Le brexpiprazole n’est actuellement pas couvert par la RAMQ. Il demeure toutefois possible de faire une demande de patient d’exception. Pour ce qui est du prix, le brexpiprazole coûte environ 125,50 $ par mois, peu importe la posologie prescrite. À titre comparatif, la formule générique de l’aripiprazole, couverte par la RAMQ, se détaille entre 25 $ et 35 $ par mois, ce qui constitue une différence de prix considérable.
Conclusion
Le brexpiprazole, un nouvel antipsychotique atypique, constitue une option supplémentaire à notre arsenal thérapeutique contre la schizophrénie et la dépression majeure (cette dernière indication doit être approuvée au Canada). Même si la valeur ajoutée du brexpiprazole comparativement à l’aripiprazole est discutable, il n’en demeure pas moins que l’arrivée d’une nouvelle molécule efficace dont le profil d’effets indésirables permet certaines nuances est tout à fait salutaire.
De plus, des travaux de recherche sur le brexpiprazole ont lieu actuellement dans le traitement du trouble de stress post-traumatique et de l’agitation chez les personnes atteintes de démence de type Alzheimer4. Il devient donc intéressant de suivre l’avenir prochain de cette molécule. //
Ce que vous devez retenir
h Le brexpiprazole est un nouvel antipsychotique atypique utile dans le traitement de la schizophrénie chez les adultes de 18 à 65 ans.
h Bien que le brexpiprazole soit autorisé aux États-Unis comme traitement d’appoint de la dépression, cette indication n’est pas reconnue par Santé Canada pour le moment.
h En raison de la demi-vie particulièrement longue du brexpiprazole (91 h), il est préférable d’attendre deux ou trois semaines afin d’en évaluer l’efficacité.
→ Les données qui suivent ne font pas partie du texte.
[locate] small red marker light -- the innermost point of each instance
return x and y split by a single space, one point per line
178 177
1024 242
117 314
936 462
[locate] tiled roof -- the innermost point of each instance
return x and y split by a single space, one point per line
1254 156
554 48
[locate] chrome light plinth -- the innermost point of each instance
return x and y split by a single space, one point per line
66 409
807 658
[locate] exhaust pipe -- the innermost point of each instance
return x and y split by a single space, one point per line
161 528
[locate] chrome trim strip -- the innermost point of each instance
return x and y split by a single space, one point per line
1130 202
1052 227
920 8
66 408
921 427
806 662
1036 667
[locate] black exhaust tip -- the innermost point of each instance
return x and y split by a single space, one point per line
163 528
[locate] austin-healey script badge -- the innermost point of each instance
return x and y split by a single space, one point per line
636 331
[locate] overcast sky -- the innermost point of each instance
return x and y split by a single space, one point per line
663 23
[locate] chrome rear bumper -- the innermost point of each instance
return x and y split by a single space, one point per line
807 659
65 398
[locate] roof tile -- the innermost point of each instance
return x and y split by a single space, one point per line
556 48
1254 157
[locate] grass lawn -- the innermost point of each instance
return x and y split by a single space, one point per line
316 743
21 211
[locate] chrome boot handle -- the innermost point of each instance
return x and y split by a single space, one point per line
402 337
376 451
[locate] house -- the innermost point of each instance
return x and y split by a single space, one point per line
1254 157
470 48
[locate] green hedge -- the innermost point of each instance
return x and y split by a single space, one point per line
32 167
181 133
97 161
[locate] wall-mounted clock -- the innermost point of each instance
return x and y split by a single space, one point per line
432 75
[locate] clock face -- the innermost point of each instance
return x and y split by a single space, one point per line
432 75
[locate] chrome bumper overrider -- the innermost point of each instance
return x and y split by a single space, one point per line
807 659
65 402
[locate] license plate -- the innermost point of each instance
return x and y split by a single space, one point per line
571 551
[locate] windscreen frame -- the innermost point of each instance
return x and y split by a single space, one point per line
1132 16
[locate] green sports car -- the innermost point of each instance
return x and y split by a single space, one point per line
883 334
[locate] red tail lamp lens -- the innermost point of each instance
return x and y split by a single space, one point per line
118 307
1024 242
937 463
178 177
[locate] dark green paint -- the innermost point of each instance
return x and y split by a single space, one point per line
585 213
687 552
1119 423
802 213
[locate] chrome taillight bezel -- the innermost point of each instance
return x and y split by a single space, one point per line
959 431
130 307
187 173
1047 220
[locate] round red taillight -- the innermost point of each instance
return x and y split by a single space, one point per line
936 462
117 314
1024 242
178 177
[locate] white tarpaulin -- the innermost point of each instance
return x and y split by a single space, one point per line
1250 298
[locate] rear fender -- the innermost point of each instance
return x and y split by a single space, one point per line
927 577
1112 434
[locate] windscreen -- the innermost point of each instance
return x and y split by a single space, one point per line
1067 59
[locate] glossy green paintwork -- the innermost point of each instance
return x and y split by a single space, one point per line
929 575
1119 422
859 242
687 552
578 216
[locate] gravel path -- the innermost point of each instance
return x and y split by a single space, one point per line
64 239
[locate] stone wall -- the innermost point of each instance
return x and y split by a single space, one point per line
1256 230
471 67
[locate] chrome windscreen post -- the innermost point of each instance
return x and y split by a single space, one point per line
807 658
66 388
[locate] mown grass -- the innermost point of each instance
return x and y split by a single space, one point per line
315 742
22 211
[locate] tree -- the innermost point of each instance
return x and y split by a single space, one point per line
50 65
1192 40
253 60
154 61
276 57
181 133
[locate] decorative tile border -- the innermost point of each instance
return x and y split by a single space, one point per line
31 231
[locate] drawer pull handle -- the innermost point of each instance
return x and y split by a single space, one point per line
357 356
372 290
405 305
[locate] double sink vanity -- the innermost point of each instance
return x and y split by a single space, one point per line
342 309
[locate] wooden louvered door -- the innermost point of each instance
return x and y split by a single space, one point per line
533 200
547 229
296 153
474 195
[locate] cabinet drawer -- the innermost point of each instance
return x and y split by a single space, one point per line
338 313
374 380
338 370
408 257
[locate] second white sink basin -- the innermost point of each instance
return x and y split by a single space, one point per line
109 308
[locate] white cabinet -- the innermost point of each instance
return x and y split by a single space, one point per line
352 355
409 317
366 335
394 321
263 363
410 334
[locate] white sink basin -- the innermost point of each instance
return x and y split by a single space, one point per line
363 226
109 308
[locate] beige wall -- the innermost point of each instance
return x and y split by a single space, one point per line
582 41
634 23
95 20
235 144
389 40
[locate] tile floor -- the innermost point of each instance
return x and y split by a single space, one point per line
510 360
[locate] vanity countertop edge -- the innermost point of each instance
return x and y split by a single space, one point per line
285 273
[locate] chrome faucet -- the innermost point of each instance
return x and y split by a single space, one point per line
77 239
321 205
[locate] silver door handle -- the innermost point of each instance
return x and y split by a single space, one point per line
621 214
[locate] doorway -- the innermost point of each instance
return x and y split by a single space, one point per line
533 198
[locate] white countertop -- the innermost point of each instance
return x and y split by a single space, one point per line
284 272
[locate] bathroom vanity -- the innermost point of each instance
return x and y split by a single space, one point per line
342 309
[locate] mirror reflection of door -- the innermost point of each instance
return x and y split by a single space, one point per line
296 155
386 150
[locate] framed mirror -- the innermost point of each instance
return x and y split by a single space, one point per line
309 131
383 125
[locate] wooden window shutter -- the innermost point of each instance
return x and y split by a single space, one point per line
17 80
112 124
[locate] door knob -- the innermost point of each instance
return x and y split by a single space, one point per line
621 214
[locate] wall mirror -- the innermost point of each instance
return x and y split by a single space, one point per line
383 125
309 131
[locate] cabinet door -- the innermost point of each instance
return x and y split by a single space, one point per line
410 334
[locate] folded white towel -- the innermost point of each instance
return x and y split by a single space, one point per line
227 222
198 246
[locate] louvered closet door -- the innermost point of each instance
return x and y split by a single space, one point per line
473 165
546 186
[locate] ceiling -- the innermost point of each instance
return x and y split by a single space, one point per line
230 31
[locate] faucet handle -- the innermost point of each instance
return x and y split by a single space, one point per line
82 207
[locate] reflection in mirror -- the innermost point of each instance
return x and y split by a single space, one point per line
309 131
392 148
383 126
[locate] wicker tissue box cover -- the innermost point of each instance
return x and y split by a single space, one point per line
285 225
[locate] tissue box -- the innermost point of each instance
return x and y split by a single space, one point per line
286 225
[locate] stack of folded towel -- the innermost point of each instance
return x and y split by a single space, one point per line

Les Drs Guillaume Voghel et Maryse Landry Gagné et Mme Catherine Pagé Béchard n’ont signalé aucun conflit d’intérêts.
Bibliographie
1. Yatham LN, Kennedy SH, Parikh SV et coll. Canadian Network for Mood and Anxiety Treatments (CANMAT) and International Society for Bipolar Disorders (ISBD) 2018 guidelines for the management of patients with bipolar disorder. Bipolar Disord 2018 ; 20 (2) : 97-170.
2. Correl CU, Skuban A, Hobart M et coll. Efficacy of brexpiprazole in patients with acute schizophrenia: Review of three randomized, double-blind, placebo-controlled studies. Schizophrenia Res 2016 ; 174 (1-3) : 82-92.
3. Otsuka Canada Pharmaceutical. Monographie de Rexulti (brexpiprazole). Tokyo-Montréal : Otsuka-Lundbeck ; 2017. 50 p.
4. Citrome L. Brexpiprazole for schizophrenia and as adjunct for major depressive disorder: a systematic review of the efficacy and safety profile for this newly approved antipsychotic – What is the number needed to treat, number needed to harm and likelihood to be helped or harmed? Int J Clin Pract 2015 ; 69( 9) : 978-97.
5. Diefenderfer LA, Luppa C. Brexpiprazole: a review of a new treatment option for schizophrenia and major depressive disorder. Ment Health Clin 2018 ; 7 (5) : 207-12.